Non a caso, a inaugurarle è una discesa agli inferi, che nella nebbia che avvolge la città e la mente del protagonista si sovrappone alla visita alla Torre di Londra, popolata dai fantasmi di quanti ne sono state vittime innocenti. I fratelli Edoardo V d’Inghilterra e Riccardo di Schrewsbury, così come Lady Jane Gray, appaiono come le anime dei dannati della cantica dantesca, reali, materici, carne e umori, ad ampliare la sensazione del dissolvimento dei confini fra un hic et nunc impossibile da comprendere e un altrove molto più tangibile e reale.

Sono poche le opere che riescono a prolungare per tutta la loro estensione quello che Todorov ha descritto come lo spazio dell’esitazione di fronte a un evento che sembra impossibile, facendo durare il momento che precede la spiegazione, e mantenendo la suspense dell’attesa fino alla risoluzione finale.
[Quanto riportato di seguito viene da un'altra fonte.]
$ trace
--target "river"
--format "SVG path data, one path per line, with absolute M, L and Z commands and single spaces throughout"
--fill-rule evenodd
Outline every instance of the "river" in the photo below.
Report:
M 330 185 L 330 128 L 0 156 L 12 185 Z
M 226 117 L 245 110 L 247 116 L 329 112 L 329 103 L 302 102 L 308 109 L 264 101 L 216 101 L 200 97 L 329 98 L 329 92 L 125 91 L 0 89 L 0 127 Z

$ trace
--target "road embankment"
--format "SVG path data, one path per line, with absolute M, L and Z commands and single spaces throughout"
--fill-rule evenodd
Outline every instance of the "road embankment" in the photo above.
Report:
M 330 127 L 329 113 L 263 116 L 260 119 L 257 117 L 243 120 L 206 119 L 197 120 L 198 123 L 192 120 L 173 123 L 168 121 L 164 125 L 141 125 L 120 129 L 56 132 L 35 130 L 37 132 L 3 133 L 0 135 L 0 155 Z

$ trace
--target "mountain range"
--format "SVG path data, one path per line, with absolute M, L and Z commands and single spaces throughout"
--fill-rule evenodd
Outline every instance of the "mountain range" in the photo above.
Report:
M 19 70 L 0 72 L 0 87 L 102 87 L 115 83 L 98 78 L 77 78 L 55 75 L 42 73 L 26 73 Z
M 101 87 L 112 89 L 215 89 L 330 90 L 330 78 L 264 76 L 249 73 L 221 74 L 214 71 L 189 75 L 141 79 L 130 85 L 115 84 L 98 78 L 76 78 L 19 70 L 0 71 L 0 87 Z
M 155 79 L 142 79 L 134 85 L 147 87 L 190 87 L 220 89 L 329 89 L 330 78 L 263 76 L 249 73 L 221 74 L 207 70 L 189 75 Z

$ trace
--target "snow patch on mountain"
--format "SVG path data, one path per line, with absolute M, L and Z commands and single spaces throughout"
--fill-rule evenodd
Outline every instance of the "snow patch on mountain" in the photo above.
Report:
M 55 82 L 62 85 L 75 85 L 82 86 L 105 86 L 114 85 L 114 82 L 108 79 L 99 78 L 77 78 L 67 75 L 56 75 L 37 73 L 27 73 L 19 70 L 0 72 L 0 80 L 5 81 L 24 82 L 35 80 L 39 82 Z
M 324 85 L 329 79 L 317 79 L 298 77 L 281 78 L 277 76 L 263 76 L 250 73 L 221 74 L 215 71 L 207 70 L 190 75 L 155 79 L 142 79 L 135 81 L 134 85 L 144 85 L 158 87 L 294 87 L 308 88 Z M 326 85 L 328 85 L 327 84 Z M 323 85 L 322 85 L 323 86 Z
La letteratura giapponese ne offre alcune tappe eccelse, per esempio «Nel bosco» di Akutagawa Ryunosuke (al quale Kurosawa si è ispirano per Rashomon) o Aghwee il mostro celeste di Oe Kenzaburo e, appunto, questi Racconti sospesi di Soseki, dove il fantastico – abbandonando ogni pretesa di rappresentare il mondo così come lo conosciamo – si fonda sul presupposto per cui non ci è dato conoscere quanto ci circonda.

Siamo nel regno del paradosso, dell’eterna e insoddisfatta ricerca di qualcosa che ci è stato nascosto e tacitato: perciò fantastico è, qui, anche sinonimo di sovversione. A venire ribaltata è l’illusione tipicamente ottocentesca di una qualche unitarietà del mondo, mentre si insinua il dubbio su una conoscenza autentica del reale e quindi sul suo controllo.

Immaginari archetipici
Il fantastico di Soseki si configura così come un contro-discorso alternativo al moderno, anche quando a prima vista appare una rêverie intellettuale fine a se stessa, come nel caso del racconto inedito, titolato «Il museo Carlyle». Universalmente accessibile pur essendo profondamente radicata nel Giappone moderno, tutto impegnato nell’incontro/scontro con l’Occidente, la raccolta dei Racconti sospesi è immersa in un’atmosfera surreale, dove le nozioni stesse di sogno e allucinazione si trovano ridiscusse, e viene creato uno spazio letterario liminale, uno specchio nel quale si riflettono i frammenti di un immaginario archetipico, dai quali è facile ricostruire la soffocante rappresentazione delle inquietudini tipicamente moderne.